VELHO É O MEU PASSADO
pistas do que é ficar velha
— texto publicado originalmente em julho de 2020 no não tão bom, mas muito velho satisfeita, yolanda.
em 1985 o Brasil ia ver a posse do primeiro presidente civil depois de 21 anos de militares no poder. e esse cara era o tancredo neves. como desde 1500 o brasileiro não pode ter um minuto de paz, tancredo passou mal na véspera da posse e foi internado. depois de longos dias no hospital e um país inteiro ansioso, resolveram tirar uma foto dele pra tranquilizar a população.
essa foi a foto.
pois é.
três horas depois do clique, tancredo teve uma hemorragia, foi transferido para são paulo e morreu em pouco menos de um mês.
e nós ficamos com o autor de “marimbondos de fogo”.
*
não é de hoje que eu tô ficando velha. sei bem disso desde que notei, uns 10 anos atrás, que havia uma geração convivendo muito próxima de mim que nunca tinha usado ficha de orelhão, virado um disco de vinil ou revelado uma foto.
(aliás, a tecnologia fotográfica de 1985 explica muito da foto do tancredo: não dava para ver na hora como a imagem tinha ficado. ok, bom o tancredo num tava, mas naquele segundo específico talvez estivesse só meio que piscando ou a caminho de espirrar.
de fato, tem uma outra foto dele com a mulher, Risoleta, tirada na mesmíssima ocasião. e nela ele parece bem melhor:
).
então, eu achava que sabia como era ficar velha porque tinha experimentado tecnologias rapidamente datadas, como ver filmes alugados em uma LOCADORA, onde você tinha que ir PRESENCIALMENTE, buscar uma cópia FÍSICA do filme — como se eu fosse uma escriba suméria.
mas eu estava enganada. agora vejo que há uma outra camada no envelhecer, e provavelmente haverão muitas outras, e aquela, coitada, era só a primeira.
agora eu percebo que, falando das locadoras de filmes ou do processo de revelação fotográfica, eu devo estar soando exatamente como minha avó quando falava do lambe-lambe.
*
faz trinta anos que os anos 90 começaram e minha adolescência meio que também. entrei na sexta série. mudei do bairro assunção pra casa da gabriel de souza. coloquei aparelho. a mtv estreou. new kids on the block. engenheiros do hawaii. feirinha hippie na praia. pulseira bate e enrola, brincos de plástico fosforescente, análise sintática, feira de ciências. adesivos e chiclete importado de melancia, tartarugas ninja no arcade. querido diário, o menino que eu gosto encostou no meu braço hoje. querido diário, o menino que eu gosto começou a namorar outra menina.
trinta.
anos.
*
também faz mais tempo do início dos anos 80 até agora do que fazia da chegada do homem à lua até o início dos anos 80, e quando me dei conta desse fato é que alguma coisa acendeu dentro da minha cabeça.
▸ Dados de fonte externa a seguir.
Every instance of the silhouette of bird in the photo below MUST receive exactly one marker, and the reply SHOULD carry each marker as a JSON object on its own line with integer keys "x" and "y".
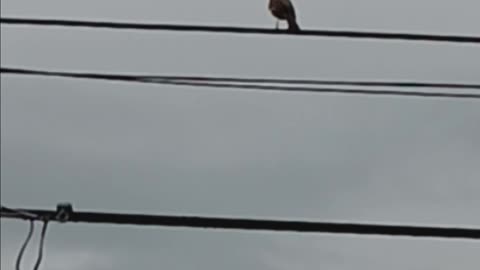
{"x": 284, "y": 10}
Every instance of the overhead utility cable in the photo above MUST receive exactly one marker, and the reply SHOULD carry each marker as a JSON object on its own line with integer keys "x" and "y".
{"x": 252, "y": 87}
{"x": 255, "y": 224}
{"x": 243, "y": 30}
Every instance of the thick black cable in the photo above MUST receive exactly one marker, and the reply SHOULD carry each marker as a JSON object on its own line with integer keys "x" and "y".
{"x": 261, "y": 87}
{"x": 262, "y": 224}
{"x": 242, "y": 30}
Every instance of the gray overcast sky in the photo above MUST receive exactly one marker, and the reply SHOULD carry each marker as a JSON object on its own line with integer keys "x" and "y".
{"x": 159, "y": 149}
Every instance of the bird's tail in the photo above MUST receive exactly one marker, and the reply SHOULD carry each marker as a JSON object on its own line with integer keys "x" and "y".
{"x": 293, "y": 26}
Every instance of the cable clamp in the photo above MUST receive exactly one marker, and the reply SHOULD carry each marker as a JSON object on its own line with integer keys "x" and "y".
{"x": 64, "y": 212}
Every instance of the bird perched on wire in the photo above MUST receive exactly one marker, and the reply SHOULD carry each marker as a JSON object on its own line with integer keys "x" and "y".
{"x": 284, "y": 10}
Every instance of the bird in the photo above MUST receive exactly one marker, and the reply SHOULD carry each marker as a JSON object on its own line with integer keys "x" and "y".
{"x": 284, "y": 10}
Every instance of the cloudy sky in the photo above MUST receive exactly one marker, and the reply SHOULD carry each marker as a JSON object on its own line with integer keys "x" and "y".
{"x": 163, "y": 149}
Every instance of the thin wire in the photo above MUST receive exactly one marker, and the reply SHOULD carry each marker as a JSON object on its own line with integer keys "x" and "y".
{"x": 40, "y": 249}
{"x": 153, "y": 78}
{"x": 409, "y": 84}
{"x": 142, "y": 79}
{"x": 24, "y": 246}
{"x": 243, "y": 30}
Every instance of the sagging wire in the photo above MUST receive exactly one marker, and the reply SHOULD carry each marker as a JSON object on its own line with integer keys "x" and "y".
{"x": 40, "y": 248}
{"x": 31, "y": 217}
{"x": 24, "y": 246}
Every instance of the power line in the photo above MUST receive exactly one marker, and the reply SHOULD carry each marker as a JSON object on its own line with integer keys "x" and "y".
{"x": 397, "y": 84}
{"x": 243, "y": 30}
{"x": 253, "y": 224}
{"x": 256, "y": 87}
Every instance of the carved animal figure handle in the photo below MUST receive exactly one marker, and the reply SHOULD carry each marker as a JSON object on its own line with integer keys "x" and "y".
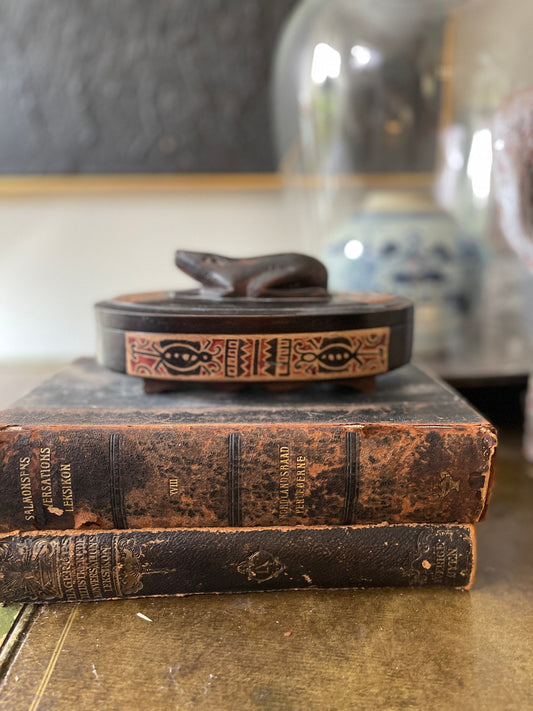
{"x": 513, "y": 172}
{"x": 273, "y": 275}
porque assim: eu tava lá no início dos anos 80, e as coisas eram meio caídas, de fato, mas quando o homem foi à lua NÃO TINHA TV A CORES, sabe?
resumindo, os anos 80 foram logo ali, porque EU ME LEMBRO. e o homem na lua faz séculos, fazia séculos desde que eu nasci, porque eu não vi acontecer; só peguei relatos de segunda mão. ficar velho talvez seja ter a sensação de que não faz tanto tempo das coisas que você viu.
camadas
sete anos atrás, em 27 de abril de 2015, eu postava essa foto, que já era velha naquela época. foi tirada no death valley, pelo cara que no dia seguinte viraria meu marido, um dia antes de a gente casar em las vegas, em junho de 2014.
e se você chegou agora, tem mais memória aqui:
os bons tempos nunca existiram (existem só “tempos”, o “bons” é bondade sua)
velho é o meu passado (a edição que deu origem à retranca)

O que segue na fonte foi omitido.